My blog has been changed to make it more appealing for those who have New England ancestors and want to see the area through photos. Things I’ll include are typical white New England churches, libraries showing their genealogical collection, historical societies, cemeteries, war memorials, in general, anything to do with history.

For four years I’ve blogged mostly about my personal genealogy in New England (Connecticut, Massachusetts, Vermont, and New Hampshire), New York, New Jersey, Michigan, Illinois, Wisconsin, and the Eastern Townships of Quebec, Canada. I still will, can’t forget my own roots.

Please check out the labels on the right side for articles. The header tabs at the top are a work in progress.

Friday, November 20, 2015

Two Andrew Ten Eycks and the 1793 Move to Canada

Two different articles pertaining to, two Andrew Ten Eycks' of Dunham, Quebec, Canada were located and transcribed. The first was was done circa 1999 by a 5th cousin and the second was done in 1941 by my grandfather. In the first article, Andrew talks about his great-grandfather Andrew Ten Eyck leaving Albany in 1793, carrying his possessions to Canada. The second article is a death announcement of the great-grandson, but there is more information about the great-grandfather than the newly departed.

"Mr. Andrew Ten Eyck has in his possession several articles of household furniture and farm implements that his great-grandfather brought from Albany in 1793, at the time he settled in Dunham.  Among the articles of interest we noticed an armchair, the history of which dates back to the early days of the colonists, previous to the Revolutionary War.  This ancient heir-loom has been handed down from father to son for five generations and is held by the family as a relic of priceless value.  Mr. Ten Eyck has a broad axe with which his grandsire hewed the logs into shape previous to building his first residence in the woods; also a red coat* formerly worn by his predecessors at the time New York was besieged by the Continental forces.  The coat is one of the "swallow tail" pattern, with the usual amount of yellow braid and gilt buttons.

The above articles are well preserved. Another memento of the past held by our worthy friend is a copy of the London Times, bearing the date of November 7th, 1805, containing a full account of the Battle of Trafalgar and the death of Lord Nelson.  The battle was fought on Monday, October 21st, the news of which was 16 days in reaching England.  Mr. Ten Eyck has also many articles equally interesting to the antiquarian and geologist, with a well kept library, containing the works of nearly all the poets and leading historians of the present age."
* I wrote about the red coat, post was titled: Was it a Revolutionary War Red Coat, or Made Before?
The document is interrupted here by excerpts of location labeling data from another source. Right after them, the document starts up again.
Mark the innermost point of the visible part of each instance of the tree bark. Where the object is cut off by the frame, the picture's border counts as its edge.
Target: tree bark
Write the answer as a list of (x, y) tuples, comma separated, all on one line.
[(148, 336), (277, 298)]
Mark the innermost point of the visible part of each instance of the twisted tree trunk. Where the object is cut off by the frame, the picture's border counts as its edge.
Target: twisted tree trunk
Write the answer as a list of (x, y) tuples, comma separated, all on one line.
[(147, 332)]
The above was from The Waterloo Advertiser, Friday, February 10, 1893, Waterloo, Shefford Co., PQ (National Library of Canada N-66948) -- Sent to me by Jim Johnson, a 5th cousin through our Westover line.

The obituary of Andrew Ten Eyck (above), died Nov. 24, 1898 (from The Waterloo Advertiser, Dec. 9, 1898 newspaper) was copied by Earle K. Bishop, Nov. 17, 1941 (my grandfather and husband of my grandmother, Sarah Ten Eyck).
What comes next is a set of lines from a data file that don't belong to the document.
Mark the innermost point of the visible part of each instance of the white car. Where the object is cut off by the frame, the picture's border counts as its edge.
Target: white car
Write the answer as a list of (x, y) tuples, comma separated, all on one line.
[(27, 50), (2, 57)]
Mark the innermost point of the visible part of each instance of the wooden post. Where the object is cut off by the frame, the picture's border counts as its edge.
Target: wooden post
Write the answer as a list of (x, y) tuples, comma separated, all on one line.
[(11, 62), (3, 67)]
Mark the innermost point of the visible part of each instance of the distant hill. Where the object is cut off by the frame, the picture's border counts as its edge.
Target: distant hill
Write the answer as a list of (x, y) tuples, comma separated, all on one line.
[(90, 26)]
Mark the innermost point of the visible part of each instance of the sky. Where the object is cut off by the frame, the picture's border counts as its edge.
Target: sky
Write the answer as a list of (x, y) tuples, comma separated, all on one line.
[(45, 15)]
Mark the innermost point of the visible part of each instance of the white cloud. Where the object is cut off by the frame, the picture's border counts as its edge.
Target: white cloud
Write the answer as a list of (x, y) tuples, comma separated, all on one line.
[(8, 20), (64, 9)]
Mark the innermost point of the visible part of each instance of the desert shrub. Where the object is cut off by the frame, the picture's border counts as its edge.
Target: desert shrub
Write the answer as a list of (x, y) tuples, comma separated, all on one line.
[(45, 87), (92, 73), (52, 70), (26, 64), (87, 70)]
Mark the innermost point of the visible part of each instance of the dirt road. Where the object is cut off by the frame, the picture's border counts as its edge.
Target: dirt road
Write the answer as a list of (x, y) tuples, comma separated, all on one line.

"It is with a feeling of sadness that I announce the death of Mr. Ten Eyck of Dunham, who died November 24, 1898, at the age of 80 years. Mr. Ten Eyck was a great grandson of Andrew Ten Eyck, an early pioneer who emigrated after the Revolutionary War and settled near Albany, NY, where he remained until 1795 or 1796 when he removed to Dunham with his family, where with other United Empire Loyalists at that time received a grant of land from the British government, a gift of which he was doomed not long to enjoy, his death taking place in 1799. Hendrick Ten Eyck, a son of the pioneer, came into possession of his father's property after his death, but not for long.  He died in 1816. Andrew Ten Eyck, the father of the late Andrew Ten Eyck lately deceased, fell heir to Hendrick Ten Eyck's property and remained on the homestead until 1831, the date of his death, leaving two sons and two daughters to inherit his wealth, all of whom are now dead, Andrew being the last one of the family.  Of the many hardships endured by the Ten Eyck family during the Revolutionary War a volume might have been written, as they were persecute from place to place by the enemies of Great Britain, who claimed the honor of having established a government where all men were made free and equal.  At one time, Andrew Ten Eyck the pioneer and another man were arrested and carried on board an American craft that was lying off New York harbor and was ready to sail on the following morning as a privateer.  During the night the two men with the aid of ropes let themselves down into the water and started to swim to the New Jersey shore three-fourths of a mile away, but were quickly discovered by the ship's crew, who commenced firing at them at close range tearing up the water around them.  Ten Eyck escaped to the shore, where he sat down and waited for his companion, whose fate was never known.  The Ten Eycks were true men who would sacrifice everything but honor in behalf of a friend in trouble, and the world of today is made better of their having lived."